More light shed by Hubble

A stellar nursery in another galaxy

A picture taken of a nearby star cluster is yielding insights into the evolution of the early universe. Our Science Editor David Whitehouse reports.

The Hubble Space Telescope has taken a remarkable image of young, hot stars nestled in an embryonic cloud of glowing gases.

The stellar nursery, called N81, is located 200,000 light- years away in the Small Magellanic Cloud (SMC), an outrigger galaxy of our Milky Way.

According to astronomers the cloud offers a unique opportunity for a close-up view of the "starburst firestorm" that accompanies the birth of massive stars, each brighter than 300,000 of our suns.

Such galactic fireworks were much more common billions of years ago in the early universe, when most stars were formed.
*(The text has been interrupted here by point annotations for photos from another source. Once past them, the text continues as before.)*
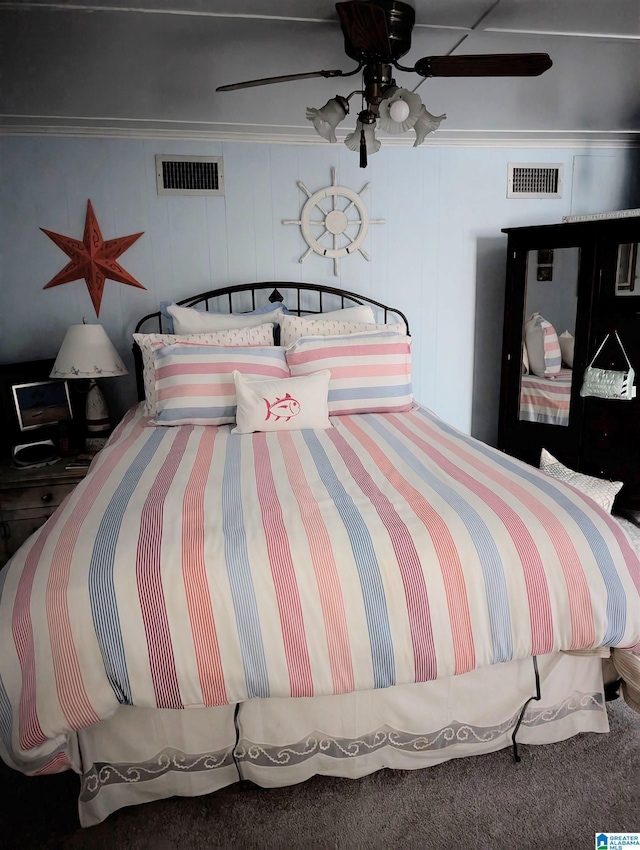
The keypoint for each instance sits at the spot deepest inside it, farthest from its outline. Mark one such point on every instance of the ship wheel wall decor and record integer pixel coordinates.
(334, 222)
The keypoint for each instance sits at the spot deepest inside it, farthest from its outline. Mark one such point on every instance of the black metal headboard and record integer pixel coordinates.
(300, 299)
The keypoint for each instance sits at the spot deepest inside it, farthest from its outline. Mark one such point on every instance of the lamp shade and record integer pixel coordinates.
(326, 119)
(87, 352)
(426, 124)
(403, 104)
[ image: Close-up of young massive stars]
Close-up of young massive stars
"This is giving us new insights into star formation in far away galaxies that existed long ago," said Mohammad Heydari-Malayeri, the head of the international team of astronomers which made the discovery using Hubble's Wide Field and Planetary Camera 2.

The details that the Hubble Space Telescope can see allows astronomers to pinpoint 50 separate stars tightly packed in the nebula's core within a 10 light-year diameter - slightly more than twice the distance between earth and the nearest star to our sun. The closest pair of stars is only a third of a light-year apart.

These observations show that massive stars may form in groups. "As a result, it is more likely some of these stars are members of double and multiple star systems," added Heydari-Malayeri.

The Hubble picture reveals dramatic shapes sculpted in the nebula's wall of glowing gases by violent stellar winds and shock waves.

Before the Hubble observations, N81 was simply dubbed "The Blob" because its features were indistinguishable in ground-based telescopes.